1: the temperature range within which one is comfortable 2: the level at which one functions with ease and familiarity (comfort zone. 2013. In Merriam-Webster.com. Retrieved March 6, 2013)
Living life within our comfort zone is relatively easy. If we don’t stray from the path then we’re safe, life is easier, and things are familiar, right? Many enjoy the familiarity of routine; change can be upsetting or unsettling for anyone but not all changes are bad. Some are necessary, some are exciting, and some are life changing. Living and traveling abroad has done some amazing things for me. It’s when I’m outside my comfort zone when I am, strangely, most comfortable.
There is an episode of the HBO series GIRLS, where the main character, Hannah, is told to write an article on a topic outside of her comfort zone. Suggestions for possible topics included having
a three some with some people you meet on Craigslist. Or do a whole bunch of coke and then just write about it.
These suggestions were a bit shocking for Hannah and so the philosophy behind them was explained,
“Here’s your comfort zone, this is where the magic happens.”
Hannah does cocaine for the first and last time in this episode… although her experience wasn’t magical, not all ventures outside our comfort zones are as uncomfortable as Hannah’s.
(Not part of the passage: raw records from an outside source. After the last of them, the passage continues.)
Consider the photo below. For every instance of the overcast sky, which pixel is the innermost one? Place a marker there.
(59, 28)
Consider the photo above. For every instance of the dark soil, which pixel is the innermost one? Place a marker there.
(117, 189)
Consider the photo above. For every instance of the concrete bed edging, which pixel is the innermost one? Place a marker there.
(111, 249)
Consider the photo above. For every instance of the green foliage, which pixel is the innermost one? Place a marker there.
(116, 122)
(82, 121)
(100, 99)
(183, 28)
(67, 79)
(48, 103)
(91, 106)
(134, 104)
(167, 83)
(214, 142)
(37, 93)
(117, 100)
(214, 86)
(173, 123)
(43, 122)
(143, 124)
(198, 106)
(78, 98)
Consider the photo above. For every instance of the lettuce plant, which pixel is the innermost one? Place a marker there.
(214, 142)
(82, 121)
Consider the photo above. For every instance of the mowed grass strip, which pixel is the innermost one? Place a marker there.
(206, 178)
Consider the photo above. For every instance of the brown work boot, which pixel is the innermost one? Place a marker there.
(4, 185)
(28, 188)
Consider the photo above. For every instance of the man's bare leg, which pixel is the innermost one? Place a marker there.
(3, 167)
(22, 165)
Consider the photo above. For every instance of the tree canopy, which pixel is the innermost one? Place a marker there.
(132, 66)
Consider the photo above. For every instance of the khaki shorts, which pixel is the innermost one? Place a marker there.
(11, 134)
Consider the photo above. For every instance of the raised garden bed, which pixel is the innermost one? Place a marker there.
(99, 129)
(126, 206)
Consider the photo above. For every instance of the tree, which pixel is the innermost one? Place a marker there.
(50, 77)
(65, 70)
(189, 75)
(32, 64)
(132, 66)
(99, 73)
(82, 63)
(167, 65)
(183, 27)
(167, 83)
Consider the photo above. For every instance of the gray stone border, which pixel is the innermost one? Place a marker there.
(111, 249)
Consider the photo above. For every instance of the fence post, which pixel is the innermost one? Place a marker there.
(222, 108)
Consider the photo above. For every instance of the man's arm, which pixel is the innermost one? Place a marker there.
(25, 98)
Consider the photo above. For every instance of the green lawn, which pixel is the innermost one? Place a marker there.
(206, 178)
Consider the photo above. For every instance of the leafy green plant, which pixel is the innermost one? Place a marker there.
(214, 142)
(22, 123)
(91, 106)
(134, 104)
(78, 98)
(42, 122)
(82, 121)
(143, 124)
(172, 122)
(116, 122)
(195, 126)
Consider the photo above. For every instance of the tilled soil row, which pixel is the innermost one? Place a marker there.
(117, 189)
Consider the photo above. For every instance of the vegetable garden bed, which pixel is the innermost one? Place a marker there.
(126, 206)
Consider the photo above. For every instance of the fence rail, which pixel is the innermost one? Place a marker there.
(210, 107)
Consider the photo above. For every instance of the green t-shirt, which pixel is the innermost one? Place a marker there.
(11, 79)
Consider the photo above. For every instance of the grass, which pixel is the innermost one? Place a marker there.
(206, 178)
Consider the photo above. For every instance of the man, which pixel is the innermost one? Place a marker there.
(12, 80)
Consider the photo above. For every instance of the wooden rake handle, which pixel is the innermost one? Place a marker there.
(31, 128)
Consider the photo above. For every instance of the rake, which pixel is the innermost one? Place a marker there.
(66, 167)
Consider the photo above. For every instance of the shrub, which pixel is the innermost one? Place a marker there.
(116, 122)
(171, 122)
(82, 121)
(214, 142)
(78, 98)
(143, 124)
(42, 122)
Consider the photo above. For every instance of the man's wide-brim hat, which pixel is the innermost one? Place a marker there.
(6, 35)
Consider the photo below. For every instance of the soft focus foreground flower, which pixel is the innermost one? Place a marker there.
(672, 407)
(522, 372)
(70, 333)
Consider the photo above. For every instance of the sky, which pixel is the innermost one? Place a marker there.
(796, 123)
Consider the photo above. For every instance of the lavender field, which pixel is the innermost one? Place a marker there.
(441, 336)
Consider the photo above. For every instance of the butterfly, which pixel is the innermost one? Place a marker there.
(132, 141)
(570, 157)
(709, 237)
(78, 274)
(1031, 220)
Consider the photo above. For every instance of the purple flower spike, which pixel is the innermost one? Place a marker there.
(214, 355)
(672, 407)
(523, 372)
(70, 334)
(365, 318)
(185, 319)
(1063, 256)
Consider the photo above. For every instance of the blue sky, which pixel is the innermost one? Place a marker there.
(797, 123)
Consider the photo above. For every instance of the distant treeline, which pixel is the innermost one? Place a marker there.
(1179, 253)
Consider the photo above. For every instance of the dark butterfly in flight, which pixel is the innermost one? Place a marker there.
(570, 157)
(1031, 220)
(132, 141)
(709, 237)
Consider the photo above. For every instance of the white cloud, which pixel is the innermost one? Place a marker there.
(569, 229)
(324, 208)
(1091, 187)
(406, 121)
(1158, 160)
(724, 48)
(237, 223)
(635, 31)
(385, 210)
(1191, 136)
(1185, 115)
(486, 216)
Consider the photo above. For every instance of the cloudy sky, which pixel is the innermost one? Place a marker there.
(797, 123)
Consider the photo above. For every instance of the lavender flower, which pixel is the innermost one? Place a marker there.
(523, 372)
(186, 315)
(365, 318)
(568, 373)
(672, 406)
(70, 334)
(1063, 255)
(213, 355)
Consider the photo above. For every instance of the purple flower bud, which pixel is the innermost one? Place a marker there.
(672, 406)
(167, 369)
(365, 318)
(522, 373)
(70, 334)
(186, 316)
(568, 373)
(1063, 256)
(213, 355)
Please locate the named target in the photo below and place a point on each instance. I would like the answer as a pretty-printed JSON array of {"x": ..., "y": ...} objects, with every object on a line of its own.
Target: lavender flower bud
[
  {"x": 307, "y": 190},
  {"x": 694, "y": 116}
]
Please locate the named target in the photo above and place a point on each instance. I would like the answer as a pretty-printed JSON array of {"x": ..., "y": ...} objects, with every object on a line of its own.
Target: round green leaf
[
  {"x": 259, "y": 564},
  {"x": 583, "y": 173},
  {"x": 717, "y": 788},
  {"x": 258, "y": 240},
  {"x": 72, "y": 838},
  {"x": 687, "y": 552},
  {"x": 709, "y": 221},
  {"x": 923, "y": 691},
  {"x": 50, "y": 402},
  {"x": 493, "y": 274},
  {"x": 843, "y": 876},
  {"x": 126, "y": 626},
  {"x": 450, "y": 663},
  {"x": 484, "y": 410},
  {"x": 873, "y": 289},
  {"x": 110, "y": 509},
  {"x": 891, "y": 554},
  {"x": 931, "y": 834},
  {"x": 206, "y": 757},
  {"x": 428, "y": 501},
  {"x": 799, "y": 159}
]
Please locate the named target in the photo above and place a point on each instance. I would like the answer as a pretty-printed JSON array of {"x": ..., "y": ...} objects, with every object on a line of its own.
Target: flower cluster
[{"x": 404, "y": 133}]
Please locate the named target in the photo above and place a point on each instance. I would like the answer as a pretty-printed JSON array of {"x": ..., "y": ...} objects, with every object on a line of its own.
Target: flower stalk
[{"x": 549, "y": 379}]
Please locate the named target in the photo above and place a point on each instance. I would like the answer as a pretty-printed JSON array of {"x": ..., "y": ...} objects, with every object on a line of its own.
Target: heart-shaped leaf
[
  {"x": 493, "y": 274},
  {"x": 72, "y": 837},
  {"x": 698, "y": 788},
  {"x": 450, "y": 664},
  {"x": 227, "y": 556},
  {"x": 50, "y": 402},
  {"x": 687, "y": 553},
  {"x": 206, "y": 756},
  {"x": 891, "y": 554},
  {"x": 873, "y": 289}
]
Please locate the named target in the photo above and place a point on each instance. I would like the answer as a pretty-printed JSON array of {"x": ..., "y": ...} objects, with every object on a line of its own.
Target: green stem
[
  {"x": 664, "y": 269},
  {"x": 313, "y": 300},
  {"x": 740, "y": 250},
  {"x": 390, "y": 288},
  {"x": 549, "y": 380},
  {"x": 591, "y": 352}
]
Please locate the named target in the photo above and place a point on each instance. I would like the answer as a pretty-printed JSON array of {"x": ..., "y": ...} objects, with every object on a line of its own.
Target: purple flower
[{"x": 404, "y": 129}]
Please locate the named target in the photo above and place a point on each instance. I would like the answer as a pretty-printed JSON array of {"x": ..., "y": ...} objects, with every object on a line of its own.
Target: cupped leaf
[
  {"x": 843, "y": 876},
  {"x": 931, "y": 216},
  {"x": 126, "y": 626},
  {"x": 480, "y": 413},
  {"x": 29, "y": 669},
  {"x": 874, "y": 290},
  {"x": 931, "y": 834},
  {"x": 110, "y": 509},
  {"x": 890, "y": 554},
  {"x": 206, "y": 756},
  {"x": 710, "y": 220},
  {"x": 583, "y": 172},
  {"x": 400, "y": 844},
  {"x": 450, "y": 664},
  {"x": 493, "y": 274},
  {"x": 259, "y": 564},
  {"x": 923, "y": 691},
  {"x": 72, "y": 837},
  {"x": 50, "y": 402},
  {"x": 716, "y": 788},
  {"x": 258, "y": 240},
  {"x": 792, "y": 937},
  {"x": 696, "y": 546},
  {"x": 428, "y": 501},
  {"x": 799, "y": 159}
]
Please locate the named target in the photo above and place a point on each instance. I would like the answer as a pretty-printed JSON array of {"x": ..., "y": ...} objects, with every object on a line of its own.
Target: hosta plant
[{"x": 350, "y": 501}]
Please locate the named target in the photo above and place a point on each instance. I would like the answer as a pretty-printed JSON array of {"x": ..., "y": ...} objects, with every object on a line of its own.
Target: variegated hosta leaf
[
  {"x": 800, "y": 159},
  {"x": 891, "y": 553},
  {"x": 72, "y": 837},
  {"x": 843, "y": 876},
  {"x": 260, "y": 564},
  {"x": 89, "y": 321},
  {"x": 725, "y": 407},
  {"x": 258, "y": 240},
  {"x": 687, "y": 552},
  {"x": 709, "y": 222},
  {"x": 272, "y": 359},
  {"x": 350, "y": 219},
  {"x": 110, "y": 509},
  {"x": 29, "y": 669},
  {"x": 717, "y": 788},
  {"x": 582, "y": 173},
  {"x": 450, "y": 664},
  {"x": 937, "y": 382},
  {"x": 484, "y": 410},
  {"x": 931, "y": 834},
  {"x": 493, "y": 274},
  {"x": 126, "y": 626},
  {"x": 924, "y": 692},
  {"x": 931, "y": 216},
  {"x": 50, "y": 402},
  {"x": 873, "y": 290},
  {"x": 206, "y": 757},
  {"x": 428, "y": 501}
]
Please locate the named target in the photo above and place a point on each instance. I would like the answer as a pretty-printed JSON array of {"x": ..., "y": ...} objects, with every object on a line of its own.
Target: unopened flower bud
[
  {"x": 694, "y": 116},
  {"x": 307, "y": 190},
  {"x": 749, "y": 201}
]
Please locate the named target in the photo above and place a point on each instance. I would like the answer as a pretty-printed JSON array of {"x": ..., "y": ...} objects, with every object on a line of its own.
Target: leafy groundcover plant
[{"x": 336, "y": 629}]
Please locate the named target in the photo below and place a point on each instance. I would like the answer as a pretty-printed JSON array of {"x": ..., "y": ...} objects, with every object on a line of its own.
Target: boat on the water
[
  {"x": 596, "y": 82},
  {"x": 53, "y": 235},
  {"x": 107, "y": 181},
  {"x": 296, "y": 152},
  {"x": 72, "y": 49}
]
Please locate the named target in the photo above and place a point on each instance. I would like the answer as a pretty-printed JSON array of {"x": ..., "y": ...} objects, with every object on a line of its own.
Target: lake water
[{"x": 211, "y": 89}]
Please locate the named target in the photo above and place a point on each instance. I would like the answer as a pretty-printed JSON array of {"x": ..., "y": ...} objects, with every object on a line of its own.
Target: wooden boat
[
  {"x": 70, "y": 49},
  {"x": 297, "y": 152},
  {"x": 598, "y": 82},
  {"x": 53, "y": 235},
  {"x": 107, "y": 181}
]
Every time I leave the country, I learn more about my nationality and myself. When abroad, simple things remind me of my country, be it a familiar classic rock song like “Sweet home Alabama”, an American chain like Starbucks, or an unfulfilled craving for decent, authentic Mexican food. It’s when I’m abroad that I actually feel American, and not in the obnoxious touristic way. When abroad I’m forced to step outside my culture; it’s amazing the things I have learned.
I’m more comfortable, more at ease, socially, when I’m abroad. It’s taken me ages to figure out why exactly and this fall I was finally able to articulate the reasons.
When abroad, there are very few social expectations and pressures. I don’t take sick days…ever. I’m always afraid I’ll inconvenience someone or something will go horribly wrong if I do (this is quite unreasonable considering my profession); but when living and working abroad it’s different. I still don’t like to call in sick, but if I’m sick or in need of a mental health day and can work from home, I will. While I do this occasionally in the ‘States, I feel guilty when I do. I don’t feel guilty when I’m abroad. I’m even more comfortable with myself. I understand myself when I’m surrounded by the unfamiliar, it makes the familiar, the comfortable, the things that make me, me, much more visible.
Back to the magic bit
When people leave the comforts of home behind to travel abroad there is usually a reason behind it. Whatever the reason, it’s been my experience that travel is more fulfilling when you just let go; when we embrace change and go with the flow, things have a way of coming together… even if it’s in a way you never imagined. So, the magic happens outside of your comfort zone? In my experience, yes, most definitely.
What about all of you expats and world travelers, why did/do you leave your comfort zone? What have you found outside your comfort zone, was it magic?